Parliament was settled until 1754, when the Prime Minister, Henry Pelham-Holles, died. His brother, the Duke of Newcastle, took over, but it soon became obvious that he wasn’t up to the job, and a change of political alliances was going to rock the House of Commons.
King George was in frail health during the 1750’s. He died in 1761, long enough for Prince George to attain his majority, but it was a close run thing.
If the old king had died before his grandson had come of age, George III would have had to have a Regent. There could have been a revolution.
Times of uncertainty make a country vulnerable. And so, into that potential perfect storm, came the Stuarts in exile.
The Young Pretender visited London in 1751 and converted to Protestantism. If the opportunity arose, he wasn’t going to let religion get in the way of his succession. He talked with several important people while he was there, and he could have returned throughout the decade. When he came to London, the government kept an eye on him, but preferred not to arrest him and make a martyr of him. Either that, or Charles came under an amnesty, but if there was one, it hasn’t come to light.

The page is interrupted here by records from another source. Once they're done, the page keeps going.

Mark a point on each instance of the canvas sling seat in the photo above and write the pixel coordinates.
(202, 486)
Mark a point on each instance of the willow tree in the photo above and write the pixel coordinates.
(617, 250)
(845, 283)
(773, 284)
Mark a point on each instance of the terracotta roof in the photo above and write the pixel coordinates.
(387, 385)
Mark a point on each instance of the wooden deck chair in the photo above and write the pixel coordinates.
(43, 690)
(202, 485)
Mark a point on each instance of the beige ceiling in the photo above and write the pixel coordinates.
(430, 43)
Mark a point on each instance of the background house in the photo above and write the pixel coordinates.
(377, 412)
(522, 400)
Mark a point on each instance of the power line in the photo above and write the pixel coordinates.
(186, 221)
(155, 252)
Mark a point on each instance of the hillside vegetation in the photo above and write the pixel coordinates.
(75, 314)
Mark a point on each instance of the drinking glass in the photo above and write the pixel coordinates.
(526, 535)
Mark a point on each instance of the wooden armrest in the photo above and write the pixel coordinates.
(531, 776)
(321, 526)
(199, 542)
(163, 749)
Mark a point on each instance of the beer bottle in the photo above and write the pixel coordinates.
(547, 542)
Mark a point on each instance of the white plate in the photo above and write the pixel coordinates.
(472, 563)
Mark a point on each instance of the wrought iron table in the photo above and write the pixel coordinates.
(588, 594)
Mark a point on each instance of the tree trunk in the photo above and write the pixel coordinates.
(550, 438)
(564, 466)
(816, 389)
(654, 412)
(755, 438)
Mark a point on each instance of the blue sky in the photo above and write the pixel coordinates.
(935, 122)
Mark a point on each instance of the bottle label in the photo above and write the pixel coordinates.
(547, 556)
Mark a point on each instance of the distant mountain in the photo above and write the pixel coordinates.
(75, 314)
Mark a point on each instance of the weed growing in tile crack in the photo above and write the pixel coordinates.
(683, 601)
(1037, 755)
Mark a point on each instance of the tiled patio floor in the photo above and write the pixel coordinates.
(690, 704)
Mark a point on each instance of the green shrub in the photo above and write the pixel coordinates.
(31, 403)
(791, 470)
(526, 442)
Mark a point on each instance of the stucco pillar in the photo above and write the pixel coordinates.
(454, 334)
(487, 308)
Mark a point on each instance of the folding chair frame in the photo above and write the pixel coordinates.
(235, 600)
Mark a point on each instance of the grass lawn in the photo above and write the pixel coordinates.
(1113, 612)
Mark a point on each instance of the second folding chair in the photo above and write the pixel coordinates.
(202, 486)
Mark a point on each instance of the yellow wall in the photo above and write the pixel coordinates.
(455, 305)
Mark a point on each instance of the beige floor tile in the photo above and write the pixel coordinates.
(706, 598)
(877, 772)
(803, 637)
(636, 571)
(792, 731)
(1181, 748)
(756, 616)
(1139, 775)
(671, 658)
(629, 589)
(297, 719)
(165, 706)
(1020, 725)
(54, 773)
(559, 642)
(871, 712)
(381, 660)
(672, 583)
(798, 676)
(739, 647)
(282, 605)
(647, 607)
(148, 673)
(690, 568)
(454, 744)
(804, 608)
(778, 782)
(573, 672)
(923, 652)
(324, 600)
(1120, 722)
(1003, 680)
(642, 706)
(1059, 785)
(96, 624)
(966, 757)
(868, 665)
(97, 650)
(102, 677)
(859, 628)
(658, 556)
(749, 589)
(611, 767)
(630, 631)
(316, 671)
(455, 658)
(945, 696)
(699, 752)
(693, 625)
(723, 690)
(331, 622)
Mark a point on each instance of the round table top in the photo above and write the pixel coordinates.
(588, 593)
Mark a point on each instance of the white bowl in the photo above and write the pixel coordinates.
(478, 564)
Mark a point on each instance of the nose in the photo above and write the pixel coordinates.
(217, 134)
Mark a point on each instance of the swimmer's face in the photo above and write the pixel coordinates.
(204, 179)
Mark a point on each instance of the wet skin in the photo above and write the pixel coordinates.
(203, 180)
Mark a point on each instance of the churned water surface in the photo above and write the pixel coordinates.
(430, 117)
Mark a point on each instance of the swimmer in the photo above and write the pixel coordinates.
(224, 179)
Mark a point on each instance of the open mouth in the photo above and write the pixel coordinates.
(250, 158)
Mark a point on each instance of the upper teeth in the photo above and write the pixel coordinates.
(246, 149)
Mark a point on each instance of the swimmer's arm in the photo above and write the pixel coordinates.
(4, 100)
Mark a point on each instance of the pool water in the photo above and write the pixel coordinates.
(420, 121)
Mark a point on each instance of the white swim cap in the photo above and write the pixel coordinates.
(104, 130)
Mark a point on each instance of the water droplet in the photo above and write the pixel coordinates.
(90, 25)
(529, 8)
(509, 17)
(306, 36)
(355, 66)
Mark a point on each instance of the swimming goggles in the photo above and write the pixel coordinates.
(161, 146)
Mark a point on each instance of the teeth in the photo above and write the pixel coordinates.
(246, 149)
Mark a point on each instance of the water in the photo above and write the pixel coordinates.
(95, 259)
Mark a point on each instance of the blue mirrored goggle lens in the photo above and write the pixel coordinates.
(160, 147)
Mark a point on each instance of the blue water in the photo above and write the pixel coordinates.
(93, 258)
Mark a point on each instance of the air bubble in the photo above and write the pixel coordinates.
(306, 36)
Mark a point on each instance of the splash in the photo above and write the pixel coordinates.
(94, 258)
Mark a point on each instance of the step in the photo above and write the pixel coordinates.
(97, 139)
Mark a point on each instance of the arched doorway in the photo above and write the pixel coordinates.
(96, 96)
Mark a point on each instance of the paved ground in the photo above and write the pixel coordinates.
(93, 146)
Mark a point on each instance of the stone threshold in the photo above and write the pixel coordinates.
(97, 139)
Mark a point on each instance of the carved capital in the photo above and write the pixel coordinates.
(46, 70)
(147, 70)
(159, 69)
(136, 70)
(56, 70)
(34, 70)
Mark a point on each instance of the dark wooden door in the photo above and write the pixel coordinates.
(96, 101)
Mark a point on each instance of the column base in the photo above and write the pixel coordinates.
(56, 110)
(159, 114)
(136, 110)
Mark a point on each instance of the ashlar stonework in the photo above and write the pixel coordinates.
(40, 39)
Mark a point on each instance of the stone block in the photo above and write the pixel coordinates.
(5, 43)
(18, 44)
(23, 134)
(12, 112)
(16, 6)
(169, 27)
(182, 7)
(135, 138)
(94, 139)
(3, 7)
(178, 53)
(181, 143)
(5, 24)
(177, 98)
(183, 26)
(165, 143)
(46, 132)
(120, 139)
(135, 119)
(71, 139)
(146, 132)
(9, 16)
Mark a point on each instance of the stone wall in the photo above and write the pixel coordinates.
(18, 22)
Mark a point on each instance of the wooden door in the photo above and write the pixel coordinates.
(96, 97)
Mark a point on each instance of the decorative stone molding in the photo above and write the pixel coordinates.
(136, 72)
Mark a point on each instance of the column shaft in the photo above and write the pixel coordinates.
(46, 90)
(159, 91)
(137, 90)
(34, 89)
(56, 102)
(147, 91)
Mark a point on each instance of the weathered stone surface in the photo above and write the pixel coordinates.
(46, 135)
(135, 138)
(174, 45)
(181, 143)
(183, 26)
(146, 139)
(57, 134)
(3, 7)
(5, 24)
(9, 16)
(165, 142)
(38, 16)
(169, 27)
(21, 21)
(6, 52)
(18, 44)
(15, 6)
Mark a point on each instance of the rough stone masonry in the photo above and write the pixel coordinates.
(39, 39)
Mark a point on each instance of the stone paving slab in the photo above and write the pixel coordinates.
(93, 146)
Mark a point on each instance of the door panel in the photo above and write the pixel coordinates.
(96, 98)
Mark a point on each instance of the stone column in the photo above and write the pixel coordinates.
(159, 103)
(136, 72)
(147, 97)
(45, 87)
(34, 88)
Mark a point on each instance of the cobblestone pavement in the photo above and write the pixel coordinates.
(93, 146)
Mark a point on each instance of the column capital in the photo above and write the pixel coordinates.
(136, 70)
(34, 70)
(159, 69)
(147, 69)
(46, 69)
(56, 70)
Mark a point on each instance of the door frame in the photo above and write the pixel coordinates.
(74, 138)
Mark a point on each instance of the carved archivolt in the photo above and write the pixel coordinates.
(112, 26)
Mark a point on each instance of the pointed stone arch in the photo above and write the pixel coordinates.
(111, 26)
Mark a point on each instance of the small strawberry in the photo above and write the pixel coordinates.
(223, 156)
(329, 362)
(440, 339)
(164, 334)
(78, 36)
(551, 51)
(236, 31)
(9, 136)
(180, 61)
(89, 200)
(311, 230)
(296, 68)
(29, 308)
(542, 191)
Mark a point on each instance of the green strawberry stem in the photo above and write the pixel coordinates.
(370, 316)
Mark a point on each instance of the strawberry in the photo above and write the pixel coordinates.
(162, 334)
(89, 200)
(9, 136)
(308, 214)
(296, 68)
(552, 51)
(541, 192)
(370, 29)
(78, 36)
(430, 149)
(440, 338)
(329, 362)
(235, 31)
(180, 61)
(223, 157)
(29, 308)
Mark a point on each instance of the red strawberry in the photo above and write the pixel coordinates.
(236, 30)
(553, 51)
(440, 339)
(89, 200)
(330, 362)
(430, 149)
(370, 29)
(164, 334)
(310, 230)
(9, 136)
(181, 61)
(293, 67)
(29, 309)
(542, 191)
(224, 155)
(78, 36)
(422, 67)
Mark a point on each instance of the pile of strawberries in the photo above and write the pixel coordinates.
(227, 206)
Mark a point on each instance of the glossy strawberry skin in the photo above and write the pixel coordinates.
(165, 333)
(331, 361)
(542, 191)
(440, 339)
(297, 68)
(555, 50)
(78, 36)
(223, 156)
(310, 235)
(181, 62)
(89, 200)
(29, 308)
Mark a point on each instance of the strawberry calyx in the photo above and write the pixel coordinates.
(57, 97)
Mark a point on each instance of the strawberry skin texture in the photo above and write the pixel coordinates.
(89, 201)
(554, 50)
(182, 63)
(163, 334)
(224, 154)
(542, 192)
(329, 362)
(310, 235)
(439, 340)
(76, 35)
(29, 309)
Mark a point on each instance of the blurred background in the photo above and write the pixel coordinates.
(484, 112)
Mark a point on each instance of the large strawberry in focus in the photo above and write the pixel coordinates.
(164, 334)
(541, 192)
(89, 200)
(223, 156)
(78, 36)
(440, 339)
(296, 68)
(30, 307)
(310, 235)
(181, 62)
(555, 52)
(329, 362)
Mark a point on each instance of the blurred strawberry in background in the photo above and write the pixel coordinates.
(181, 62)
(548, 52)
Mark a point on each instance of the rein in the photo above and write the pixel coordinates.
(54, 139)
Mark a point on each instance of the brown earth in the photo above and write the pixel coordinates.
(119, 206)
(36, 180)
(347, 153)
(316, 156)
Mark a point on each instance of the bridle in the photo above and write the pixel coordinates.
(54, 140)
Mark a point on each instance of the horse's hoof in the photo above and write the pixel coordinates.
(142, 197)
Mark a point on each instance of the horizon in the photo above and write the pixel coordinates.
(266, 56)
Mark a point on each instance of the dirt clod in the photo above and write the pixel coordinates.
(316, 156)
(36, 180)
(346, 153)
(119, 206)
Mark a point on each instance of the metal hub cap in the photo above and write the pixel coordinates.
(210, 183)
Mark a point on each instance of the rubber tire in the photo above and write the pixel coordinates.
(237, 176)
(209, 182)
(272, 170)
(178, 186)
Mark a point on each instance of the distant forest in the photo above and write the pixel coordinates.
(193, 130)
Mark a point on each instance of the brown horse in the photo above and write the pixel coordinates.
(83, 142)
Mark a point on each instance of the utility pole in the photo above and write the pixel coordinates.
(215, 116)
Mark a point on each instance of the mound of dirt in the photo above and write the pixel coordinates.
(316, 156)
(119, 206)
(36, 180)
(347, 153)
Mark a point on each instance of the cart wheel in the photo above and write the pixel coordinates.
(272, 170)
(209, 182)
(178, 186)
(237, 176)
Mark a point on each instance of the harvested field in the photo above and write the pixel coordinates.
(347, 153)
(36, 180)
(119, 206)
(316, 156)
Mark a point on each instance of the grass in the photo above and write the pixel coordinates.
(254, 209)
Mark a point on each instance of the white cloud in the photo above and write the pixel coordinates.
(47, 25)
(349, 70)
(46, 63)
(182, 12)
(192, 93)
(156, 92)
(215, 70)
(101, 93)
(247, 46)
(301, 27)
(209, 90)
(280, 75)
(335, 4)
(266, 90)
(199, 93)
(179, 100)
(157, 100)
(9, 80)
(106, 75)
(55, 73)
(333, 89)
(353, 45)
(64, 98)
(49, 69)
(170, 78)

He could have returned, but there is no evidence either way that he did so.
However, Charles had become a disillusioned drunk who refused to marry and sire children who would have been a threat to the throne. He was living with a woman who he beat regularly, and who bore him a daughter. His own folly disbarred him this time, and as the decade wore on, the establishment settled into a new pattern. The rise of the brilliant politicians Fox and Pitt, and the onset of the Seven Years’ War moved Britain into a new process, and Prince George grew older.
But for a few years, anything could have happened. And that is what authors rely on for their stories. At least this one does.
I’ve been commissioned to write three more books set in the 1750’s, this time about the Shaw family, and I’m spoiled for choice with plots. I’ve written another book, yet to find a home, about another aspect of life back then, the race to discover longitude, and the craze for astronomy.
I can’t see my interest ever waning!

1 comment:

Elizabeth Hawksley said...

Thank you for such an interesting post, Lynne. I'm rather a fan of Frederick, Prince of Wales. He had the distinction of being the only Hanoverian king-in-waiting who actually got on with his eldest son! He also had an excellent eye for art and bought some terrific paintings for the Royal Collection.